El documento, elaborado a partir del informe jurídico emitido por la Secretaría General en marzo de 2026 a petición del alcalde, Antonio Linaje, pone el foco en varios aspectos que considera relevantes: la falta de una revisión técnica completa del edificio, las diferencias existentes en la valoración económica de los terrenos, la rapidez con la que se desarrolló la licitación y las condiciones en las que se formalizó la venta.
Un informe de daños que no llegó a completarse
Uno de los primeros puntos analizados es la inspección realizada en marzo de 2002 por el Arquitecto Técnico Municipal sobre la antigua plaza de toros "La Chata".
El informe advertía entonces de la existencia de un posible "riesgo público" relacionado con elementos estructurales del edificio y recomendaba encargar una revisión más profunda a una empresa especializada antes de celebrar nuevos espectáculos.
Sin embargo, según sostiene el equipo de gobierno, esa inspección especializada nunca llegó a realizarse.
El entonces equipo de Gobierno defendió la opción de vender la plaza frente a una posible rehabilitación. El argumento utilizado fue que, además de los problemas detectados, el edificio necesitaba una adaptación a la normativa de accesibilidad, por lo que se apostó por un proyecto global que permitiera la construcción de un nuevo coso por parte de una empresa privada.
La decisión generó oposición política y social. Durante los meses posteriores se recogieron alrededor de 1.600 firmas ciudadanas contrarias a la venta, que fueron incorporadas al expediente municipal.
Una valoración económica que pasó de 158.000 a 777.000 euros
Otro de los aspectos destacados por el informe es la evolución del valor económico de los terrenos donde se ubicaba la plaza.
Inicialmente, el Ayuntamiento manejó una valoración realizada por la empresa TINSA que situaba el precio de la parcela en 158.630 euros. Con esa cifra se inició la tramitación de la venta.

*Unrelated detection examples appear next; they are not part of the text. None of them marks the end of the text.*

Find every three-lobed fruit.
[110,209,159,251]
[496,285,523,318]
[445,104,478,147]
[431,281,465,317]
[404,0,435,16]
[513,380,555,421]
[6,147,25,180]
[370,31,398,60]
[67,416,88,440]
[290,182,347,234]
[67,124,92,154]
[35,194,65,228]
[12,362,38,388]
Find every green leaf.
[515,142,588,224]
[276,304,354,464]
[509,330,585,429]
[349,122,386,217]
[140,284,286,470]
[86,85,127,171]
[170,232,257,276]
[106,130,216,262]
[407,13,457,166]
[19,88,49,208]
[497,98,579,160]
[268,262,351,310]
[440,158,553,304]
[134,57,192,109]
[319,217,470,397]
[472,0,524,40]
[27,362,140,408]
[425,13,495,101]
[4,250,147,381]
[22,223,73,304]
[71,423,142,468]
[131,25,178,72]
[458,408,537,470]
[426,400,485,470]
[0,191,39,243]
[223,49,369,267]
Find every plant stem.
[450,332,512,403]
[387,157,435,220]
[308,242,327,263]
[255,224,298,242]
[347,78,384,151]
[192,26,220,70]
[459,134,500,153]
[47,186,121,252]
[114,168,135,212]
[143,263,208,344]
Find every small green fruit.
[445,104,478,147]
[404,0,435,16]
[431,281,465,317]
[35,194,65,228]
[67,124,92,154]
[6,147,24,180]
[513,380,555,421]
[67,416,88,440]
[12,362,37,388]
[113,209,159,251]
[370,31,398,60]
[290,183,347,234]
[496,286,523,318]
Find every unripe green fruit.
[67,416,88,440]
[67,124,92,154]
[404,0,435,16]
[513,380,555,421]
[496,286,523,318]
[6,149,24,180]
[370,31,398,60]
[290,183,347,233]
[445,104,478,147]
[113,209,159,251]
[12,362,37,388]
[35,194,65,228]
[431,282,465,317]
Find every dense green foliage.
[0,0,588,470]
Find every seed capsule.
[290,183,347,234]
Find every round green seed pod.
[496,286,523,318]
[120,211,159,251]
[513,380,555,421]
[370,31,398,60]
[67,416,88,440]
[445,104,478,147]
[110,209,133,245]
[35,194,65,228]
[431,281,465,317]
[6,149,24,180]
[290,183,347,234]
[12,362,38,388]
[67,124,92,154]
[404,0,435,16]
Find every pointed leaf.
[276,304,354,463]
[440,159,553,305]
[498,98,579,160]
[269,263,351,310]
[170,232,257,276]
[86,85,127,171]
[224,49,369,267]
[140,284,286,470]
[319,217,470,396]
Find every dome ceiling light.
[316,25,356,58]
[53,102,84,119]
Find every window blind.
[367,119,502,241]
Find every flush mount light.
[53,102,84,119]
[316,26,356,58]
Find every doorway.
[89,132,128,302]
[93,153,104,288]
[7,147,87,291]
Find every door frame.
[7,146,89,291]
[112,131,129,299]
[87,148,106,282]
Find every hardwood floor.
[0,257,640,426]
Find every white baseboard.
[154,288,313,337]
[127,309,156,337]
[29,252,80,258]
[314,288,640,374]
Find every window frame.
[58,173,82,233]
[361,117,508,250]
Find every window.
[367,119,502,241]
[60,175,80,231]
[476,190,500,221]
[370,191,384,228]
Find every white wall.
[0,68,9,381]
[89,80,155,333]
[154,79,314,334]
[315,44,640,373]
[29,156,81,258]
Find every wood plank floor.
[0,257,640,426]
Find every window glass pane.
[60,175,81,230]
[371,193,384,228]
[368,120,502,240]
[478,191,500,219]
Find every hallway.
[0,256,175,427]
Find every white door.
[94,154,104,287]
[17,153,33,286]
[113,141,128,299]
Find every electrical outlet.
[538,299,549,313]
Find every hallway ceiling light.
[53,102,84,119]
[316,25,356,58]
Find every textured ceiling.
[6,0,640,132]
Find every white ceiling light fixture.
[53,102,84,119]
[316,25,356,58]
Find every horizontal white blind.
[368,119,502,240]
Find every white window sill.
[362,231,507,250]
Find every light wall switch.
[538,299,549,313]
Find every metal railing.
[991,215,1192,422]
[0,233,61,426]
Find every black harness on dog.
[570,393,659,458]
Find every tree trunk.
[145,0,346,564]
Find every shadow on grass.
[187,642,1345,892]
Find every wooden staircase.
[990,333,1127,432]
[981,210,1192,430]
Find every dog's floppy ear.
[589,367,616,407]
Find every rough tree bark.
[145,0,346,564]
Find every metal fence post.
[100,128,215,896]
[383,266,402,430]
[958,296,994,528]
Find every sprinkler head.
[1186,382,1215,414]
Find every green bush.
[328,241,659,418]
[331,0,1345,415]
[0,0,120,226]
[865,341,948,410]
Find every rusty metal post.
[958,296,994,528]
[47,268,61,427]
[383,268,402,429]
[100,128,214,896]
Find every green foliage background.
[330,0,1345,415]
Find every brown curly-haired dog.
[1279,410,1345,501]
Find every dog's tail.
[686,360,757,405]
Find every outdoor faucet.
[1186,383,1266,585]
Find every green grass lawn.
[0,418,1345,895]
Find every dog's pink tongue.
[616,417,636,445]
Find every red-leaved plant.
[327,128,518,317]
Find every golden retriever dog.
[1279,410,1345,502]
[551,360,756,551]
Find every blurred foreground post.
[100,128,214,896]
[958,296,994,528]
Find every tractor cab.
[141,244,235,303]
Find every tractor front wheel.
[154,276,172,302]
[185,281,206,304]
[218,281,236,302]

Posteriormente, la Secretaría General advirtió de que la valoración debía incluir también los aprovechamientos urbanísticos asociados al terreno, lo que obligó a revisar el expediente. Tras la actualización de los criterios, el valor definitivo de la parcela ascendió a 777.115 euros, casi cinco veces más que la primera valoración planteada.
Una licitación cuestionada por los informes jurídicos
El informe jurídico de 2026 también analiza la fase de licitación, desarrollada entre finales de 2002 y comienzos de 2003.
Entre las cuestiones señaladas figura que la licitación fue aprobada en octubre de 2002 cuando los terrenos todavía mantenían la calificación urbanística de equipamiento público, una circunstancia que, según el documento, impedía en ese momento la construcción de una plaza de toros privada. La modificación urbanística necesaria se aprobó posteriormente.
Además, Sentir Aranda apunta que el procedimiento se inició sin la fiscalización previa de la Intervención municipal, un control obligatorio en operaciones con impacto económico para la administración.
También se analiza la oferta presentada por la empresa Toros Ricor S.L., única licitadora, que incluía condiciones de pago aplazado que no estaban contempladas inicialmente en el pliego. Pese a ello, la Mesa de Contratación aceptó la propuesta en enero de 2003.
La venta se firmó con 700.000 euros pendientes de cobro
El proceso concluyó el 5 de junio de 2003 con la firma de la escritura pública de compraventa. Según señalan, el informe de Secretaría General, la operación se formalizó en unas condiciones que califican como especialmente delicadas para el patrimonio municipal.
Por un lado, la escritura se firmó cuando faltaban apenas nueve días para la constitución de la nueva Corporación tras las elecciones municipales, en un periodo en el que el Ayuntamiento se encontraba en funciones.
Por otro, el Consistorio transmitió la propiedad sin haber recibido la totalidad del importe acordado. La empresa abonó en ese momento 77.115 euros, quedando pendientes 700.000 euros, sin que se estableciera una garantía hipotecaria o aval que asegurase el cobro de esa cantidad.
El documento también señala que la venta se realizó mientras permanecían pendientes de resolución dos recursos de reposición presentados contra el acuerdo plenario que autorizaba la operación.